Cresciuto nel Maccabi Haifa, dove ha debuttato tra i professionisti, si è trasferito in Belgio nel 2004. Con l’Union Saint-Gilloise ha vinto un campionato belga, una coppa del Belgio e una Supercoppa: nella scorsa stagione ha disputato 52 partite, segnando 6 reti e realizzando 6 assist. Vanta 16 presenze con la nazionale israeliana.

Prima di virare su Khalaili la dirigenza nerazzurra aveva a lungo inseguito Marco Palestra, terzino dell’Atalanta che nella scorsa stagione aveva vestito la maglia del Cagliari. Il ventunenne era stato il grande obiettivo per le fasce nel 3-5-2 di Chivu, prima che l’intervento del Chelsea – e in particolare un contatto diretto con il nuovo tecnico Xabi Alonso- convincesse il giocatore a scegliere la Premier League in un’operazione da circa cinquanta milioni di euro. Una delusione che ha spinto Marotta e Ausilio ad accelerare i tempi per trovare il profilo giusto.

Sul piano tattico, Khalaili si adatta perfettamente alle esigenze del sistema di gioco nerazzurro: il giovane israeliano ha già ricoperto il ruolo di esterno nel 3-5-2 sia nel campionato belga sia in Champions League, dimostrando di saper interpretare con efficacia entrambe le fasi. La sua duttilità, unita alla capacità di saltare l’uomo e alla precisione nei cross, lo rende una soluzione ideale per la corsia destra dell’Inter.

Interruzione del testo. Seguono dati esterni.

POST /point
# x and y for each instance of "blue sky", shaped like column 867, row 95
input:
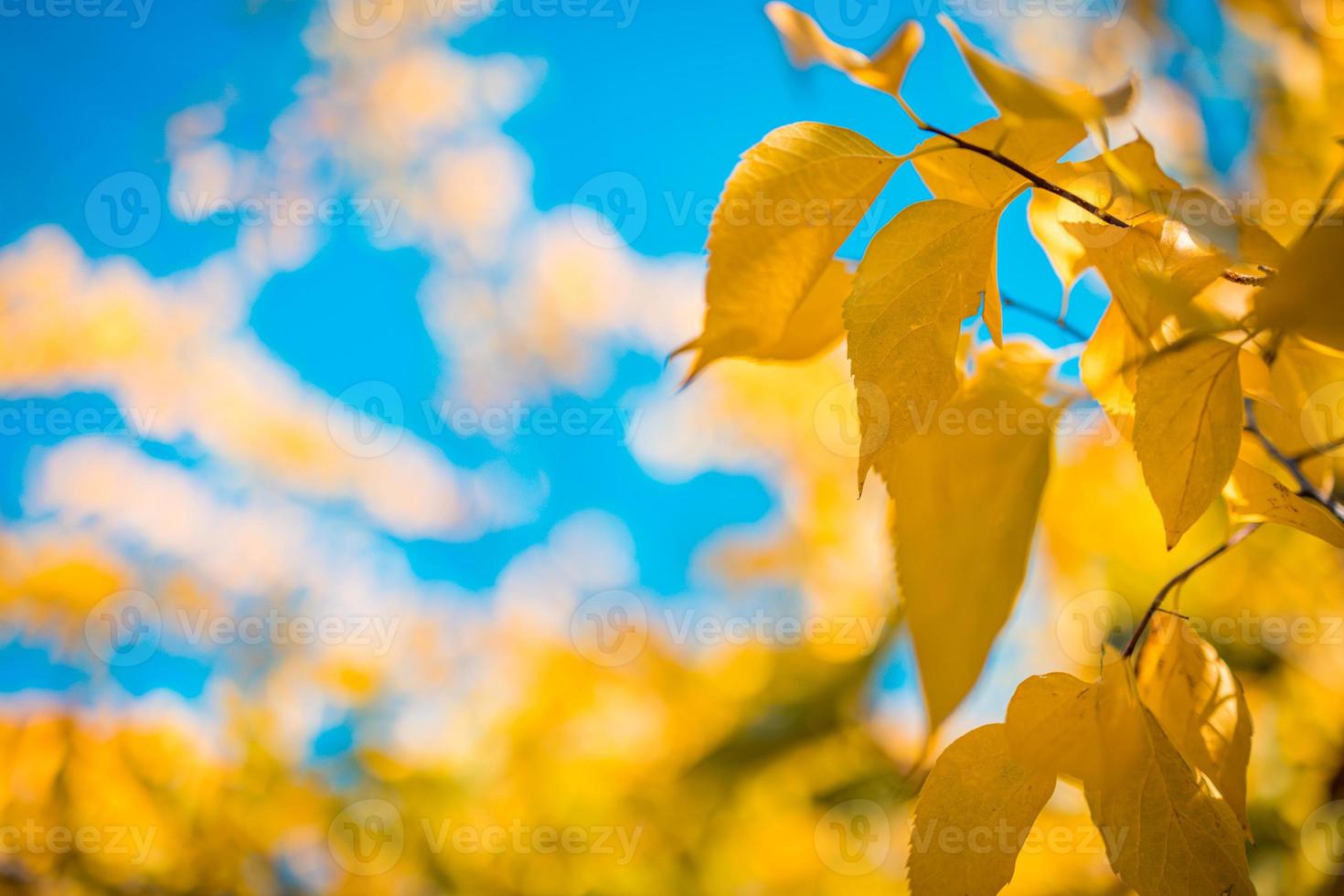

Grande appassionato di sport, è stato un discreto lanciatore di peso ma ha dovuto smettere per problemi ai tendini. Ciò non gli ha impedito di mantenere i legami con il magico mondo dell’atletica. Gli piace scrivere, ma anche leggere: il suo autore preferito è Stephen King e spera di poterlo incontrare un giorno.